Implements a set of datasources oriented off of a single revision. This is useful for extracting features of edit and article quality.

revscoring.datasources.revision_oriented.revision = {revision}

Represents the base revision of interest. Implements this structure:

Supporting classes

class revscoring.datasources.revision_oriented.Revision(name, include_parent=True, include_user=True, include_user_info=True, include_user_last_revision=False, include_page=True, include_page_creation=False, include_content=False)[source]

Represents a revision

id = None

int : Revision ID

timestamp = None

mwtypes.Timestamp : Timestamp the revision was saved

comment = None

str : The comment saved with the revision

byte_len = None

int : The length of the revision content in bytes

minor = None

bool : Was the revision flagged as minor?

content_model = None

str : Describes the format of revision content

text = None

str : The decoded (Unicode) text of the revision content

parent = None

Revision : The parent (aka “previous”) revision of the page.

page = None

Page : The page in which the revision was saved.

user = None

User : The user who saved the revision.

diff = None

Diff : The difference between this revision and the parent revision.

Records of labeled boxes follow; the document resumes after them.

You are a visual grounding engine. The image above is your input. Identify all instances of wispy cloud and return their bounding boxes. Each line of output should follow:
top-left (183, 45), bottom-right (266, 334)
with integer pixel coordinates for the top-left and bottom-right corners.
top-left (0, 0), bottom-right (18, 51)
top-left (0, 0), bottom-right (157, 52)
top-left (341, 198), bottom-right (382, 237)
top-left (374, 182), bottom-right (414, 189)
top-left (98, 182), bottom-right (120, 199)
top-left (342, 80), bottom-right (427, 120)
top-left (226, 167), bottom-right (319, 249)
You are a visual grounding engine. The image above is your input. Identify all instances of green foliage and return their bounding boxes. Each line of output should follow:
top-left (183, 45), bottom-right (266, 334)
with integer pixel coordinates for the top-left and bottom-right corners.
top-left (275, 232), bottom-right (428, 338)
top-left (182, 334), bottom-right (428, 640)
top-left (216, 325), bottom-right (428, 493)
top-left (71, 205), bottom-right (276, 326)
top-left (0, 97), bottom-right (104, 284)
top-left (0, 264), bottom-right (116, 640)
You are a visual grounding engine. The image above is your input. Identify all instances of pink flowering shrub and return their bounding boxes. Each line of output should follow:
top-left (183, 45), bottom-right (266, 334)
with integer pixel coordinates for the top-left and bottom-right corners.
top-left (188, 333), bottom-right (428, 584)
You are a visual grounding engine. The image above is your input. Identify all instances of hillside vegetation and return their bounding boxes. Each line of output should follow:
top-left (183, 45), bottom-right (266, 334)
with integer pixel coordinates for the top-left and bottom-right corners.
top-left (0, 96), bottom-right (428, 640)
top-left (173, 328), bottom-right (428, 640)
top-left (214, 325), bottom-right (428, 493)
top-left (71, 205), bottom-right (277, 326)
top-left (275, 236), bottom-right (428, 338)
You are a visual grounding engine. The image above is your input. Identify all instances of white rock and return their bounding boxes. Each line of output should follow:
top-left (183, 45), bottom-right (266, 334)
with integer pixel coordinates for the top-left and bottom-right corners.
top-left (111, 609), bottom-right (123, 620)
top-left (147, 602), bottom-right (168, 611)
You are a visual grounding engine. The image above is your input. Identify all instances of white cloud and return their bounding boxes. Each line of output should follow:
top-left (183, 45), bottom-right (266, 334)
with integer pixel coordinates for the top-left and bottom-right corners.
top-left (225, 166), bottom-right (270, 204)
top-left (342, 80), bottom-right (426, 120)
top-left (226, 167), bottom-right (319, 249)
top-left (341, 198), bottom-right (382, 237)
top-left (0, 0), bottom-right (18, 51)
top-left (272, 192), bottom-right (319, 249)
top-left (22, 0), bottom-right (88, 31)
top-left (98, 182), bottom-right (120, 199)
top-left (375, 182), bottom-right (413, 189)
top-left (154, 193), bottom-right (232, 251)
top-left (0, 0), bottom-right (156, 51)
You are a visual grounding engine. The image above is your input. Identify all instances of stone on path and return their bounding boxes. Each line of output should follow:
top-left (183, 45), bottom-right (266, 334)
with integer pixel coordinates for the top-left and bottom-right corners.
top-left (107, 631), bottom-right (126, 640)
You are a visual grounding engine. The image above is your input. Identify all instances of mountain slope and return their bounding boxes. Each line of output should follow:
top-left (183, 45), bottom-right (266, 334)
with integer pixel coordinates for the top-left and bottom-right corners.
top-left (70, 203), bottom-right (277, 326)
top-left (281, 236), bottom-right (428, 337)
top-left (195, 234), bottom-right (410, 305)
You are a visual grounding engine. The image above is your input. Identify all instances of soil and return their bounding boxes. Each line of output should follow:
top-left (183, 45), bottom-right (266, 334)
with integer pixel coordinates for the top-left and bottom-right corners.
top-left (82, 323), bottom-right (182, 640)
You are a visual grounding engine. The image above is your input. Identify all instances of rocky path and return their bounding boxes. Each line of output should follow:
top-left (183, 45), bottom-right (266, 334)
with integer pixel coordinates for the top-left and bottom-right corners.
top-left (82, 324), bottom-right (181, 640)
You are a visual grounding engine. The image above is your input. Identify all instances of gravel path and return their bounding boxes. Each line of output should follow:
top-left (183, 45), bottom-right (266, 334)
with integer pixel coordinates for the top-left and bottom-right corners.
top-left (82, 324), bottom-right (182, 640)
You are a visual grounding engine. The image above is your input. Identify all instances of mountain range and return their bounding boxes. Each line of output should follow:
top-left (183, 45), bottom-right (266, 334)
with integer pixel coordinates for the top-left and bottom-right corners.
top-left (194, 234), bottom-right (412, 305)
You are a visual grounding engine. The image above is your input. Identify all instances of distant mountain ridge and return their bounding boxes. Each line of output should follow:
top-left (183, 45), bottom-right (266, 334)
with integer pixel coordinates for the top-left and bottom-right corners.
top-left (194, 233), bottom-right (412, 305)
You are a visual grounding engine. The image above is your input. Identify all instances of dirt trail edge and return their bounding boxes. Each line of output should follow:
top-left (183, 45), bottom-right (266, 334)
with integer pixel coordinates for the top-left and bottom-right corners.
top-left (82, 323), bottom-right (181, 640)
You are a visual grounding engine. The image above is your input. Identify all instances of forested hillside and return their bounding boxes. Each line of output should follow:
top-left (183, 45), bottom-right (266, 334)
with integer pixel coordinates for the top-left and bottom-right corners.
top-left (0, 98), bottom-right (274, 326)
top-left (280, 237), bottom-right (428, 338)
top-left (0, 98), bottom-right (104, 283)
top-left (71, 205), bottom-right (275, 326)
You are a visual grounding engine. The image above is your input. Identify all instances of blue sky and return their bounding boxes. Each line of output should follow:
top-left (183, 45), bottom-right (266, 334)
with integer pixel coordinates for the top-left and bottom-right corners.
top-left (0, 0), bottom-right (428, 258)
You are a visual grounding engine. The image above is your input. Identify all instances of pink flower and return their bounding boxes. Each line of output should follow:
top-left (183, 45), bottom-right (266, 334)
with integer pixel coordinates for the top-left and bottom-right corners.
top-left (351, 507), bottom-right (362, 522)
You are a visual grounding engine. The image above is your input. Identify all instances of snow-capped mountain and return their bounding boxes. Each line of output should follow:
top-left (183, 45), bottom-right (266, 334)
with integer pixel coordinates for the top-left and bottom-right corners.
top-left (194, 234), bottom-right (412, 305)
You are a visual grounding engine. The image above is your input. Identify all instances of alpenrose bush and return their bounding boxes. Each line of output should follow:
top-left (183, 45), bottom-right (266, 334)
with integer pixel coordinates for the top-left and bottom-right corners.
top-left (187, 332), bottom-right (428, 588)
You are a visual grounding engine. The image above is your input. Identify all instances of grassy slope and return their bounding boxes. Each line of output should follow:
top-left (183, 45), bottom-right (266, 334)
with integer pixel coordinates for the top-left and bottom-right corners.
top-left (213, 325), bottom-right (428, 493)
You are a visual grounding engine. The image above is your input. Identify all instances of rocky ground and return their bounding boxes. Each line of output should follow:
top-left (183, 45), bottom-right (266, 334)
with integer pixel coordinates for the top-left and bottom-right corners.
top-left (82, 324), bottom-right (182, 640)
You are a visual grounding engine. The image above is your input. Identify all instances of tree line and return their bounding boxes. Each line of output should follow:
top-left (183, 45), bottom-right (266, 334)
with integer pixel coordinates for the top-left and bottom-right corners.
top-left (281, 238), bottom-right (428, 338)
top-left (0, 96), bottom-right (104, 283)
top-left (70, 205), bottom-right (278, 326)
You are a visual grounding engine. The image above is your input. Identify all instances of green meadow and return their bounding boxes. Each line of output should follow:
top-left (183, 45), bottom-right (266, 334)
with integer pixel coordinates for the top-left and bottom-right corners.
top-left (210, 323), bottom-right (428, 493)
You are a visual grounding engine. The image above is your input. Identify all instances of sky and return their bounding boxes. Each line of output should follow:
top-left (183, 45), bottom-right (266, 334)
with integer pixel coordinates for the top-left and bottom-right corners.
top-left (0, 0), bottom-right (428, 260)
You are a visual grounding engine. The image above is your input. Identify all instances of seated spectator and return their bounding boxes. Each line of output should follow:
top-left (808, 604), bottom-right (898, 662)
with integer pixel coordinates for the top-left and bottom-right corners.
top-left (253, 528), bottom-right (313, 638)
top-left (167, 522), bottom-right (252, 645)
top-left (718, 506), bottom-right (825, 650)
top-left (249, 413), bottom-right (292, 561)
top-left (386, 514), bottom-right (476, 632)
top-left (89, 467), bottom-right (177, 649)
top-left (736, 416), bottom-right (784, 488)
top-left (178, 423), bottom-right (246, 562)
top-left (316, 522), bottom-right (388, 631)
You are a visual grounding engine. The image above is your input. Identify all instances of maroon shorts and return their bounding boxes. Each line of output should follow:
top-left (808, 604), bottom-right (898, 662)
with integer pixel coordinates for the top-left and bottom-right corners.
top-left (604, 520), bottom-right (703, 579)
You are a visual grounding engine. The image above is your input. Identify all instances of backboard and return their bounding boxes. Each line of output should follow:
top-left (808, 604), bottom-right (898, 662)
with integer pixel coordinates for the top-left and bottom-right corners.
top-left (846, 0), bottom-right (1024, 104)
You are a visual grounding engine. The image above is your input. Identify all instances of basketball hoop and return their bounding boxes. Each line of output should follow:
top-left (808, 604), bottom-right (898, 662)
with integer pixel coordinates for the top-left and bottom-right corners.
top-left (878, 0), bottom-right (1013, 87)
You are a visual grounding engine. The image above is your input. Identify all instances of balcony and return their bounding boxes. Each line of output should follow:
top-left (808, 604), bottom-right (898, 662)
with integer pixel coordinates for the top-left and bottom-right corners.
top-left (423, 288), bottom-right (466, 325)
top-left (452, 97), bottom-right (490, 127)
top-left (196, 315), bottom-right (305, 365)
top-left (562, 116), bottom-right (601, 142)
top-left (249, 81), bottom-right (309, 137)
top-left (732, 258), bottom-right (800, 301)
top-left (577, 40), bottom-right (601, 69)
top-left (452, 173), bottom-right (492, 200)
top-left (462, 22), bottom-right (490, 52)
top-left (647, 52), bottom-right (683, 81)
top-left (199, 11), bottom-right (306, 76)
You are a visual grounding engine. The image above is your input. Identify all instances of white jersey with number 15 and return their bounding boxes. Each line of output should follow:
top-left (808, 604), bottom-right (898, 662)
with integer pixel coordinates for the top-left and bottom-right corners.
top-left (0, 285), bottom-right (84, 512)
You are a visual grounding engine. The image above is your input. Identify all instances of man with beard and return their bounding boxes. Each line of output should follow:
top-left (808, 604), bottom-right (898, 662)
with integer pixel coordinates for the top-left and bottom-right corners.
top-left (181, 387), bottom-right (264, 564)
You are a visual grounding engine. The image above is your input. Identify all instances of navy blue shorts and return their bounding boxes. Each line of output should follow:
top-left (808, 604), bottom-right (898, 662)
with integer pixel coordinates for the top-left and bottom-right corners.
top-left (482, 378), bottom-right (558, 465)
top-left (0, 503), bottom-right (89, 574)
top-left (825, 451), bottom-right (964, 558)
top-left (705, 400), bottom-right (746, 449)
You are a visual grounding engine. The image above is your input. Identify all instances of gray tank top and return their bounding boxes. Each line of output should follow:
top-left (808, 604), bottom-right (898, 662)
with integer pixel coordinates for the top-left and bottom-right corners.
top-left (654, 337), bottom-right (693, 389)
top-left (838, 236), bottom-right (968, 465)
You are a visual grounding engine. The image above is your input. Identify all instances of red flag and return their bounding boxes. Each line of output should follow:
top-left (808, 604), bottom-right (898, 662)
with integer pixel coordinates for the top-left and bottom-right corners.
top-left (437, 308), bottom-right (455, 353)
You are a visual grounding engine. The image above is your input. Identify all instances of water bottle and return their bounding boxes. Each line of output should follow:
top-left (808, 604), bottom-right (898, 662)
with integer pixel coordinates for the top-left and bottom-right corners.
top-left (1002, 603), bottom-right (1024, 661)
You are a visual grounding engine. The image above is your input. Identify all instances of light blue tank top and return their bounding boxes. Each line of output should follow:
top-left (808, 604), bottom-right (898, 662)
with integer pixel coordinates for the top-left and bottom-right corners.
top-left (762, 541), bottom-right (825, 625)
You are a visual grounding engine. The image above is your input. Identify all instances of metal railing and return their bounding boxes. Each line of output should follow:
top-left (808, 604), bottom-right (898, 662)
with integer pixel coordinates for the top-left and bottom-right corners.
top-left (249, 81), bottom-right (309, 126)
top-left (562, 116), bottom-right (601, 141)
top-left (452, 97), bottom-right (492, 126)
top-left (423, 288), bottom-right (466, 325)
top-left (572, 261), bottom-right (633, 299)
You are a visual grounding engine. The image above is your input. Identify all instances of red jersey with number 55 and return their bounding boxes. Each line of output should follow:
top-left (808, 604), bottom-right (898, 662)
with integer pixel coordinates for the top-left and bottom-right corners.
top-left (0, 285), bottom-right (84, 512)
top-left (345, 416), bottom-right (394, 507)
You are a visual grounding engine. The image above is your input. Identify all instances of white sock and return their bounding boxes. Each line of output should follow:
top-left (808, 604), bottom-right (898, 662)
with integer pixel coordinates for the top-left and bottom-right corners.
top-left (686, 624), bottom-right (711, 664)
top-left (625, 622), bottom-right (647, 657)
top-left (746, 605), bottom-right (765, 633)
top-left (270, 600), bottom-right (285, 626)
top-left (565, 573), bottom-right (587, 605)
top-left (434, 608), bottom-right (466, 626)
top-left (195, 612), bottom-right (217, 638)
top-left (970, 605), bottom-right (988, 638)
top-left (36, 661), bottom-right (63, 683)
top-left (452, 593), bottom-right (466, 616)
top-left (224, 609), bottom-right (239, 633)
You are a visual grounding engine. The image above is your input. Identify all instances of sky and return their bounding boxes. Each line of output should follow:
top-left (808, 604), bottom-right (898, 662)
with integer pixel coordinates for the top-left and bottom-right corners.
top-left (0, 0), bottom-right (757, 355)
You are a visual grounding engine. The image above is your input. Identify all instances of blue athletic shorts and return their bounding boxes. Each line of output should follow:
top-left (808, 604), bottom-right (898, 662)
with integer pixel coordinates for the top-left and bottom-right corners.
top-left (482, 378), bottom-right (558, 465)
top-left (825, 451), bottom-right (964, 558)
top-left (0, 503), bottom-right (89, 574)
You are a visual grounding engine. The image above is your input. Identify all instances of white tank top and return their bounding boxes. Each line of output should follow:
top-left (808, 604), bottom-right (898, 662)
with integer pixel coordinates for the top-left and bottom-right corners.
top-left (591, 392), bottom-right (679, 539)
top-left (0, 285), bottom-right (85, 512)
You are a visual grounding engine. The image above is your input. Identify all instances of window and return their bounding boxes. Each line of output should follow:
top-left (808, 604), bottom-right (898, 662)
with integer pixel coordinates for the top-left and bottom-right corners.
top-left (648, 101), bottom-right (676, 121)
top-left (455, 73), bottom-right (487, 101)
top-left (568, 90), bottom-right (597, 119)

class revscoring.datasources.revision_oriented.Diff(name)[source]

Represents the difference between two sequential revisions.

class revscoring.datasources.revision_oriented.Page(name, include_creation=False)[source]

Represents a revision’s page

id = None

int : The page’s ID

title = None

str : The page’s title (namespace stripped)

namespace = None

Namespace : The namespace information.

creation = None

Revision : The first revision to the page.

class revscoring.datasources.revision_oriented.Namespace(name)[source]

Represents a page’s namespace

id = None

int : The namespace’s ID

name = None

str : The name of the namespace

class revscoring.datasources.revision_oriented.User(name, include_info=True, include_last_revision=False)[source]

Represents a user’s id and name/ip

id = None

int : The id of the user who saved the edit. 0 for IPs.

text = None

str : The user’s name or IP address

info = None

UserInfo : Information about the user.

last_revision = None

Revision : The last revision the user saved before the revision of reference.

class revscoring.datasources.revision_oriented.UserInfo(name)[source]

Represents a user’s information

editcount = None

int : A count of edits the user has ever saved

registration = None

mwtypes.Timestamp : The date the user registered

groups = None

set ( str ) : The groups the user is a member of

emailable = None

bool : True if the users is emailable, False otherwise

gender = None

str : A string representing the user’s gender preference.